Philip Roth won the Pulitzer Prize for fiction with American Pastoral in 1998. Finalists for that year were Underworld by Don Delillo and Bear and His Daughter: Stories by Robert Stone. This novel is part of what is considered The American Trilogy, a collection of books by the same author that includes I Married a Communist and The Human Stain. I started here with the intention to skip over to The Human Stain once I revisit Roth. It does not seem to matter if you read them in order or not.
The main character was based on a real person, Seymour “Swede” Masin, a Jewish athlete of admired repute. I’m not a sports person and had no previous knowledge of Masin, though I feel I’ve met him (in a way) after having spent 432 pages getting to know “Swede” Levov, protagonist. Imagine a good Jewish boy that grew up to be a stand-up, attractive adult. Everyone likes him. He marries a former beauty queen and they have a beautiful baby girl. It all starts out to be a picturesque vision of the quintessential American dream, set in New Jersey.
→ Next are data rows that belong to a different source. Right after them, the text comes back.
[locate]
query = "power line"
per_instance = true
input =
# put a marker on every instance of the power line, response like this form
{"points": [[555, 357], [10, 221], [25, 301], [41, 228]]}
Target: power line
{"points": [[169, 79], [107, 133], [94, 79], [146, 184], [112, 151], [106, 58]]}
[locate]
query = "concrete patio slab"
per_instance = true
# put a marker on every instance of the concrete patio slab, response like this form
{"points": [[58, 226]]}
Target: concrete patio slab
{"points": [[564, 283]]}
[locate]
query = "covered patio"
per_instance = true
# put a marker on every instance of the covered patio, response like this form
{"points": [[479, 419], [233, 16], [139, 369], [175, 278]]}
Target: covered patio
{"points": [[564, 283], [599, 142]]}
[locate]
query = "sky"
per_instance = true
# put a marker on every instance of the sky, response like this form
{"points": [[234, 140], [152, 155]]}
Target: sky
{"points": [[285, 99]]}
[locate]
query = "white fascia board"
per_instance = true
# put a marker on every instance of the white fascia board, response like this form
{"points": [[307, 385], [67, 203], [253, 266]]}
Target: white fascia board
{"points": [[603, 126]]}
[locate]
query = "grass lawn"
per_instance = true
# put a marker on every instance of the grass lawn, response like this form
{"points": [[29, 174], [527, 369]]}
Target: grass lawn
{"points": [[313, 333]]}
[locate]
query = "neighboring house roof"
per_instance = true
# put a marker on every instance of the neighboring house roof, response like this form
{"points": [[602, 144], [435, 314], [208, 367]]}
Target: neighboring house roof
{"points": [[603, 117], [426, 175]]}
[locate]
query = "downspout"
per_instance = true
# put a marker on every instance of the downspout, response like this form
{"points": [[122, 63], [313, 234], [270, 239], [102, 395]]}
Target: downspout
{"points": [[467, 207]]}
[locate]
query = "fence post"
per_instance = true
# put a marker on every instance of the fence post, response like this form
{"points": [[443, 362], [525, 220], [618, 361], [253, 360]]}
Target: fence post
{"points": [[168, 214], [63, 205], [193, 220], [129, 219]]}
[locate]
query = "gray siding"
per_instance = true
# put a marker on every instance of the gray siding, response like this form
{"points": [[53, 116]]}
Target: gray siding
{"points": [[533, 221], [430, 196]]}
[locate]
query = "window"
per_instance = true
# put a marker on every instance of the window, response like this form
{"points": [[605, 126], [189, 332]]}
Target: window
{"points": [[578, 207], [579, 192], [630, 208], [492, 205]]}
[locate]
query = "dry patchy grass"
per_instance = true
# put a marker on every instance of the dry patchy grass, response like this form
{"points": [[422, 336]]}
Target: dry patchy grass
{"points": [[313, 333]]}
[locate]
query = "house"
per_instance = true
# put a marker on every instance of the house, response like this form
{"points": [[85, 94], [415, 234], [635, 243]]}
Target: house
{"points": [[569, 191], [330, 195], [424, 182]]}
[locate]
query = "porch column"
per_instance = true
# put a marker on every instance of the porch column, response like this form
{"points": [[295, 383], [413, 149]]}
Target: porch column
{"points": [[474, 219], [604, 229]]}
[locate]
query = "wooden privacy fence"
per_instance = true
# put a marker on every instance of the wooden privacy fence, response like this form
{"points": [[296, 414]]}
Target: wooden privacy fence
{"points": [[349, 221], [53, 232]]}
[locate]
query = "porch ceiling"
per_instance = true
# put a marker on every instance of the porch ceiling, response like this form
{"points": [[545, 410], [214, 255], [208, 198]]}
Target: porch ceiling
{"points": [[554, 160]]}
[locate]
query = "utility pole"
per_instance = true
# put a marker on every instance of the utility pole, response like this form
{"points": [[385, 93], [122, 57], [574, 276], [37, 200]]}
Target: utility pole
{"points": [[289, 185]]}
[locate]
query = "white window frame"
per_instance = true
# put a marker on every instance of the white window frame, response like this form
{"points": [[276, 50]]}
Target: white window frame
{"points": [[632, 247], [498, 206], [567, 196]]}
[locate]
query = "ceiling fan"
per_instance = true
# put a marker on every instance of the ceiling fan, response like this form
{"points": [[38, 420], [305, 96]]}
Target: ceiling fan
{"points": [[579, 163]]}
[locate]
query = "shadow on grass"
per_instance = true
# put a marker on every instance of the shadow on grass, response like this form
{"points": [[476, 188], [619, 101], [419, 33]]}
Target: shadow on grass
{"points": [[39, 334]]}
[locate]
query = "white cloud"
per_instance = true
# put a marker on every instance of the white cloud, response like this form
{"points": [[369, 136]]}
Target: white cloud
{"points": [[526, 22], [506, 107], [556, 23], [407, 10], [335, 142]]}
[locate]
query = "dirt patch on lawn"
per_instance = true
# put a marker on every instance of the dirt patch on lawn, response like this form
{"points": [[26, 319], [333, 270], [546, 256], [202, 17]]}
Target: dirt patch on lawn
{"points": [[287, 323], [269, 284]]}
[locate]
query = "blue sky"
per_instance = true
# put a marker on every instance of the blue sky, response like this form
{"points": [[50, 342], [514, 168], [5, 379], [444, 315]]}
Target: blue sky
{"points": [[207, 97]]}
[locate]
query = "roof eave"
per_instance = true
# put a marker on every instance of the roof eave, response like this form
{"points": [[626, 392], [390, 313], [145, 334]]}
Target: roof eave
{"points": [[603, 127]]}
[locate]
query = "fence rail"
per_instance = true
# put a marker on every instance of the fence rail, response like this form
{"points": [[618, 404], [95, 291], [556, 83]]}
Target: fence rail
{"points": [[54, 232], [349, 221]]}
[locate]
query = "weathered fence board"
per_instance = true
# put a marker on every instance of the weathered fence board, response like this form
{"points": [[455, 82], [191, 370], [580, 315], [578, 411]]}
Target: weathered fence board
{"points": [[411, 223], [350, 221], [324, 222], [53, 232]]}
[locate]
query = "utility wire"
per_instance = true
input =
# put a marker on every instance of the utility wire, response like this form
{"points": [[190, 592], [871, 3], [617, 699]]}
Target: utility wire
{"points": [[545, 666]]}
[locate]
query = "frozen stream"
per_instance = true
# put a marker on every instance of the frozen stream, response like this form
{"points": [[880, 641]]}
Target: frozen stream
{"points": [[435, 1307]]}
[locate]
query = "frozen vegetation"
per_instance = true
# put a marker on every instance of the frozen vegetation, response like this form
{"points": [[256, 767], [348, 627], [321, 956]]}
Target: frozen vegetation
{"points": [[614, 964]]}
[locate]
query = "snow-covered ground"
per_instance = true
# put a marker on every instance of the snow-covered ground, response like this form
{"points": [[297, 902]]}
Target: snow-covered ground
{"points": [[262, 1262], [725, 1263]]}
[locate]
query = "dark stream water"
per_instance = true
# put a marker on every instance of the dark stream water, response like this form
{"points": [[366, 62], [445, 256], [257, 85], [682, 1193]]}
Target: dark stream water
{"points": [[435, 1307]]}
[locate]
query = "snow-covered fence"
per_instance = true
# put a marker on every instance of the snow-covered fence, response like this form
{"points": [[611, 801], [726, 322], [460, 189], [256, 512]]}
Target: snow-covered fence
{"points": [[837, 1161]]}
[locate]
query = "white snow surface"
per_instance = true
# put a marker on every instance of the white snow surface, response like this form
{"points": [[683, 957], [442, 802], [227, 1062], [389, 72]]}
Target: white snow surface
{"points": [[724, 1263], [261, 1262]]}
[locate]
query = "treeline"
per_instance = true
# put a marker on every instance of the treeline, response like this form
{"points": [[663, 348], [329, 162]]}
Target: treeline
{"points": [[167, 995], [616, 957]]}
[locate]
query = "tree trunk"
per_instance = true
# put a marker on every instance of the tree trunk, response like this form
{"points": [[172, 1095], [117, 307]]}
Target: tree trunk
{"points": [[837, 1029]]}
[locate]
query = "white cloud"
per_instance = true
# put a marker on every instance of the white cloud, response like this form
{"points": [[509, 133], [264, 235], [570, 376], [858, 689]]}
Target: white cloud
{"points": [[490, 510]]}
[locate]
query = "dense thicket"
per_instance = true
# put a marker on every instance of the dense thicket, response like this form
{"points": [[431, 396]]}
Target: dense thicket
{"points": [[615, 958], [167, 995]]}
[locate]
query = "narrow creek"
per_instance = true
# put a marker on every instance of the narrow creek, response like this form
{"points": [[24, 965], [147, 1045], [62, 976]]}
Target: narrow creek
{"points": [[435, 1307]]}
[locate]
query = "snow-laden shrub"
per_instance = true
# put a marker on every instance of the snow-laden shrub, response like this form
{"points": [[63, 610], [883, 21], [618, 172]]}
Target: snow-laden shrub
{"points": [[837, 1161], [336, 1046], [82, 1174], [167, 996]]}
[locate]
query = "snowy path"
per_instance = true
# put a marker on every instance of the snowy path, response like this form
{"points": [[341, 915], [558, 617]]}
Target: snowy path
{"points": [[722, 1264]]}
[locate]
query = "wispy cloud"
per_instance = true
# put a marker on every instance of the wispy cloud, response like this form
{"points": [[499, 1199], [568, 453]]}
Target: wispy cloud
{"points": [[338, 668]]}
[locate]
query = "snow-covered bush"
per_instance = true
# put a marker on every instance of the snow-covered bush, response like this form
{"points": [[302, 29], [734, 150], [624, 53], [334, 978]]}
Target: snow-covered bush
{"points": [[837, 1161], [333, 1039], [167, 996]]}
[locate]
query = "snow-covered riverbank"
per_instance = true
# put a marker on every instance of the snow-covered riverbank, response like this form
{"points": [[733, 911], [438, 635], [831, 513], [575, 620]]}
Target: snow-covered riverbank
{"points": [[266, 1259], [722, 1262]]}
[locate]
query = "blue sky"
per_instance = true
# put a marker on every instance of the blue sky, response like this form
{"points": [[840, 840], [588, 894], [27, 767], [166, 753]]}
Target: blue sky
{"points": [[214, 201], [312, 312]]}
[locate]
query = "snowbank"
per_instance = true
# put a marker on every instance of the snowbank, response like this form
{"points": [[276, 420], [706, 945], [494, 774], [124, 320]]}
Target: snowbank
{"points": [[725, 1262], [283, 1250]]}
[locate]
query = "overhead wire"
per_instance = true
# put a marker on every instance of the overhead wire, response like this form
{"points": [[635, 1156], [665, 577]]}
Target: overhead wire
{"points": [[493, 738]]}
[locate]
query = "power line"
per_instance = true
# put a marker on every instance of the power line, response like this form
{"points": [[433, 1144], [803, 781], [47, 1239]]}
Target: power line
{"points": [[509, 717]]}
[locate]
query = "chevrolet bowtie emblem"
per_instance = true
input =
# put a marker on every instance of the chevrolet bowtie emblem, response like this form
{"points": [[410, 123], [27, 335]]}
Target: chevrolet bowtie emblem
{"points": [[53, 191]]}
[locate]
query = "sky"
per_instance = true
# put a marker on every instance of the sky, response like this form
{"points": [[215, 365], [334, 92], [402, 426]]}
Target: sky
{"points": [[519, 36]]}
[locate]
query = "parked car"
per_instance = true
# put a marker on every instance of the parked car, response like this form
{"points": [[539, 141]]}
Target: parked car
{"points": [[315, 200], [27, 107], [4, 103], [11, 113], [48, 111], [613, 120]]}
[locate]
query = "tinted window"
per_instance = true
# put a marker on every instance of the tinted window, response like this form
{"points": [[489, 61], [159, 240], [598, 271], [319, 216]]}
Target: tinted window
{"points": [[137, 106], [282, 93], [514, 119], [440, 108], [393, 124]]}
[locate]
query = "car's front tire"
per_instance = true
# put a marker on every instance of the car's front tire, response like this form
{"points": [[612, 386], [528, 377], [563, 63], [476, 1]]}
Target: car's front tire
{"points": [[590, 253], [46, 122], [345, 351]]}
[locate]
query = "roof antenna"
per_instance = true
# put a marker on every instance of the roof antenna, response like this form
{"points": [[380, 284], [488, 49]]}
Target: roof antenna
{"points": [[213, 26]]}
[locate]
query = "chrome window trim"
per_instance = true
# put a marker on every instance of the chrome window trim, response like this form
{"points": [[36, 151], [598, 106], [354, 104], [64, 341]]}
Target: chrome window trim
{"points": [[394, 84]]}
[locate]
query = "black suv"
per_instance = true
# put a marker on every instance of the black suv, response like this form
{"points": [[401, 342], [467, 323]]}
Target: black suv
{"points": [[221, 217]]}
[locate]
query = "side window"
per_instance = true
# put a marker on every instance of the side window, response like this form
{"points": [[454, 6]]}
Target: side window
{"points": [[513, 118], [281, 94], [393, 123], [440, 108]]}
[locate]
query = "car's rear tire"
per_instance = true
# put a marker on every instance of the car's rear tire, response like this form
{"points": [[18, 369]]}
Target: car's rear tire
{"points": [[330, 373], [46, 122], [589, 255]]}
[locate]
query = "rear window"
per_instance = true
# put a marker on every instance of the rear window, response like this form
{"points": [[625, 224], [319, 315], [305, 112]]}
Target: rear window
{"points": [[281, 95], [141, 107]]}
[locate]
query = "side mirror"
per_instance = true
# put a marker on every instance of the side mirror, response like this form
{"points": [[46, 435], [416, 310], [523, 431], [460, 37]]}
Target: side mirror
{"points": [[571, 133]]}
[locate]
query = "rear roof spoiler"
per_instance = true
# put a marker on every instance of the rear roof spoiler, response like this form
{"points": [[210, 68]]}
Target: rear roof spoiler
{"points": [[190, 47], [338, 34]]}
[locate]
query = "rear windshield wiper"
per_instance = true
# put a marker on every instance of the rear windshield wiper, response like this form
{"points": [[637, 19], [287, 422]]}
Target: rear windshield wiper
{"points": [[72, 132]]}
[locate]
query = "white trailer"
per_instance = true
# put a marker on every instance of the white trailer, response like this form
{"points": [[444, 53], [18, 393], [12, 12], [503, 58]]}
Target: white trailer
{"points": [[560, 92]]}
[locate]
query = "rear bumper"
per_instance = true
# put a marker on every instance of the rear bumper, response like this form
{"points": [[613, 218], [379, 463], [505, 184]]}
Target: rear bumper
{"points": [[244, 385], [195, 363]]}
This novel is on the Goodreads most difficult novels list, and here’s why I think that is: Everything goes horrendously wrong. This good guy, who never hurt anyone in his life and wouldn’t bear to even risk insulting anyone has his internal fortitude dashed to pieces in a hail of discontent. His daughter, Merry, becomes a radical political activist adept at setting off bombs. There is intentional death that occurs by her hand and no substantial explanation for what caused her to tip. I finished my first reading thinking there was an unnamed disease present whose side-effects were anger, confusion, and despair. (Fittingly, the protagonist dies of prostate cancer, so lets enjoy the social commentary there. Did he die of cancer, or was he susceptible to cancer because he was already so weakened by what his life had become?)
The fiction in this novel didn’t seem like fiction, leaving me with a sense that the possibility of a perfect life is remote. If this guy can have his world pulled out from under him, then what hope is there for the rest of us?
Most of American Pastoral is the inner dialogue of the Swede, though there is a definite plot which drives this character along to his ultimate demise. The novel touches on the intricacies of the Levov’s relationship with his daughter, his wife, his brother, his community, and himself. If you like to listen, the audio version narrated by Ron Silver is absolutely exceptional. Silver won an Audie Award for Best Solo by a Male for his work in the 1998 release.
American Pastoral is on my favorite novels list. I liked that despite the seeming flawlessness of the characters’ younger lives, the author shows us how the white on their proverbial picket fence is simply an outer shell of paint. Beneath the veneer of whom they seem to be are real problems, motives, challenges, and depth. Perhaps I side with Merry insofar as I felt gratified by all the knots and dings these people carried under the surface.
I enjoyed the complexity of this novel. Even if you remove the trigger to the Swede’s downfall and omit the part of the story which is Merry’s terrorist acts, there still remains a realistic characterization of how we deal with the other people in our lives. What is it to be a parent? A husband? (And for some of us, a Jew?) How far can we expect our individual influence to reach as members of a family or community? Can we prevent chaos from seeping into our lives, or is entropy unavoidable?
If you have a penchant for unanswerable questions and family dysfunction with a touch of nihilism, then this book might interest you as well. Those triggered by intense family trauma should probably avoid it. Nevertheless I thought it was an excellent book that set a new bar on what I like to see in well developed characters struggling through an impossible situation.